Response to Specific Queries
(a) Negotiations and Sequence of Events
The company states that while it evaluates various strategic opportunities in the ordinary course for business growth and expansion, there is currently no material event/information requiring disclosure under Regulation 30 of SEBI LODR Regulations.
The company confirms that the statements in the referenced media article are speculative and that Raymond does not endorse the contents.
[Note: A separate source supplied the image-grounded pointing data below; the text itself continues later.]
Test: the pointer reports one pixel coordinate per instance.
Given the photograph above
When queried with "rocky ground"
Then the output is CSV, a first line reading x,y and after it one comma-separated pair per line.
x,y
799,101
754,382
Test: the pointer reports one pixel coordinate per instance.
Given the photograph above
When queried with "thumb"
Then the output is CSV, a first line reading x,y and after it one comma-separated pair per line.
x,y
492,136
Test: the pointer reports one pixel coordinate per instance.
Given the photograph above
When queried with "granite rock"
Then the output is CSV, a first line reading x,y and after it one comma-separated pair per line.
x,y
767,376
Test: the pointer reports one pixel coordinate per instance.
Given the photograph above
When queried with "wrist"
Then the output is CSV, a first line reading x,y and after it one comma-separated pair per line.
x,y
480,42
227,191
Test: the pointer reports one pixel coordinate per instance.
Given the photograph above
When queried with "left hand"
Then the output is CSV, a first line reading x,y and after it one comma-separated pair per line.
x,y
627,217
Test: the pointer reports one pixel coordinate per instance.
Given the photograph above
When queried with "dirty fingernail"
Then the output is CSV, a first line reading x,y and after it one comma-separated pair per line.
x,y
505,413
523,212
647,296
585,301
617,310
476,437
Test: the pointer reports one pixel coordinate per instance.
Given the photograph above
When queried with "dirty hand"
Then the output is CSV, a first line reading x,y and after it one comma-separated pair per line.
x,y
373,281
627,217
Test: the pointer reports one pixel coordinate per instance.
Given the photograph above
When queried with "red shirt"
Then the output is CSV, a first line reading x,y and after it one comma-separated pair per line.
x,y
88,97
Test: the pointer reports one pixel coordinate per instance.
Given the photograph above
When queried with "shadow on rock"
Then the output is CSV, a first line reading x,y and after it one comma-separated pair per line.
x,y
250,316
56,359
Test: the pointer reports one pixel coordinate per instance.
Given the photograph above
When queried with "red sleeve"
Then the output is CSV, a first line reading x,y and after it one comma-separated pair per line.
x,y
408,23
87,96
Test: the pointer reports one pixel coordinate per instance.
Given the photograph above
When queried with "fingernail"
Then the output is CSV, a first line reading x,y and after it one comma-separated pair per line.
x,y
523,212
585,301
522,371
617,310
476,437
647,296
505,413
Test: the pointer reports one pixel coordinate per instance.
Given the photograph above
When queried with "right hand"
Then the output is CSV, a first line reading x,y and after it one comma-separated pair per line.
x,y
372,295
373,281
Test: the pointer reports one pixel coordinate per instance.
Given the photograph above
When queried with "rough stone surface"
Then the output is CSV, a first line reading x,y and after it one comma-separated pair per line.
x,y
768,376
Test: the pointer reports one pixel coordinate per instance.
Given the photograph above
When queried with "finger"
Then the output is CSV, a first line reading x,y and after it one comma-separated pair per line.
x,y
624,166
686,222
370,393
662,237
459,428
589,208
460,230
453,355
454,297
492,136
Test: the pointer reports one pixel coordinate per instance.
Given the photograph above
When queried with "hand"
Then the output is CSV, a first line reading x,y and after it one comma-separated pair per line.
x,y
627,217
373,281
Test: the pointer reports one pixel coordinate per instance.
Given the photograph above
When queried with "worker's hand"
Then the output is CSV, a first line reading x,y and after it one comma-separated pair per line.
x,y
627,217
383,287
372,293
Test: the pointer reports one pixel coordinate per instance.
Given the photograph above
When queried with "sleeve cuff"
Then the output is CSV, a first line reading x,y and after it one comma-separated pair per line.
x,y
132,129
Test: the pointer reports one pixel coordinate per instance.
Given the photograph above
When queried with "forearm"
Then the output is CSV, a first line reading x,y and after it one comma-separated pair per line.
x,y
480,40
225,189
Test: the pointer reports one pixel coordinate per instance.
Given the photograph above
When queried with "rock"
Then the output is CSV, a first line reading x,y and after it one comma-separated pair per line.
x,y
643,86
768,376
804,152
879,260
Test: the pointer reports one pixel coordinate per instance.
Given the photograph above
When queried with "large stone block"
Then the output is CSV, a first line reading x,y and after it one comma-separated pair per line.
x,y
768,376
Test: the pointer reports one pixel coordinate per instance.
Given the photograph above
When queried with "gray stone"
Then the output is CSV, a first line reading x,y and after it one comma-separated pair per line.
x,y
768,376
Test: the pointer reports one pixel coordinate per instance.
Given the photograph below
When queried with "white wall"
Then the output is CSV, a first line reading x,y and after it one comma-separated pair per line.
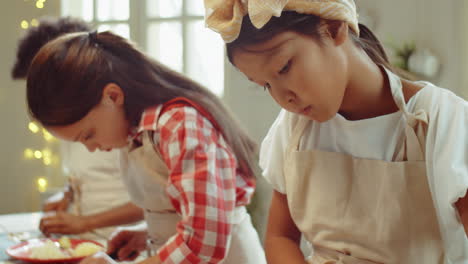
x,y
396,20
432,24
18,191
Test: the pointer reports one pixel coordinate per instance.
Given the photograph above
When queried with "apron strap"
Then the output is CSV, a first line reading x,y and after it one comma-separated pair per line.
x,y
413,148
182,101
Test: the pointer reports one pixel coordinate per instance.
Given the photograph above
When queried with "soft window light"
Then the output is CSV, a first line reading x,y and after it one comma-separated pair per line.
x,y
42,184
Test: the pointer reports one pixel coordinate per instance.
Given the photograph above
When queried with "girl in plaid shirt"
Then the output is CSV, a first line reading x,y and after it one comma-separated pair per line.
x,y
188,162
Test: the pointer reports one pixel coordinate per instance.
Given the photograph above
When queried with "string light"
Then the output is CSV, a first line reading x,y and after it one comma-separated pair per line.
x,y
28,153
47,161
33,127
40,4
24,24
42,184
34,22
38,154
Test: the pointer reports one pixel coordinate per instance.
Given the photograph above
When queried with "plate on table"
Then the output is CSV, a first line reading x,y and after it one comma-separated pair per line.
x,y
25,251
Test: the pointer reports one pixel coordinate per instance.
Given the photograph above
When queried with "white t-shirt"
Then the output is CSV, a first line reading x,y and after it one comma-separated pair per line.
x,y
100,178
378,138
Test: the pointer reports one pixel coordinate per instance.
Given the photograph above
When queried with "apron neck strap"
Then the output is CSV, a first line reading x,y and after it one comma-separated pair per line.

Except for the first statement of the article, the company states the rest of the information consists of facts already known to the market.
Additionally, the company references its previously approved fundraising plan:
- Board of Directors approved raising money through preferential issue of Share Warrants on May 25, 2026
- Shareholders approved the same on June 18, 2026
- Total issue size: ₹330.88 crore (Rupees Three Hundred and Thirty crore and Eighty-eight Lakh)
Utilization of Proceeds:
- Up to 75% of aggregate proceeds for funding acquisitions of businesses in India and internationally across targeted growth sectors, either directly or through subsidiary entities for organic and inorganic growth, including repayment of acquisition debt
- Balance 25% of proceeds for General Corporate Purposes (including transaction costs)
The company commits to making appropriate disclosures in compliance with applicable laws as and when required.
(b) Unexplained Trading Movement
The company confirms it is not aware of any information that has not been announced to the exchanges which could explain the recent movement in trading of the company's securities.
(c) Regulatory/Legal Proceedings
The company states there are no regulatory/legal proceedings in relation to the captioned subject and has no further information to disclose or intimate.
Additional Commentary
The company states that movement in the price of the company's scrip is market-driven and the company does not have any control over it.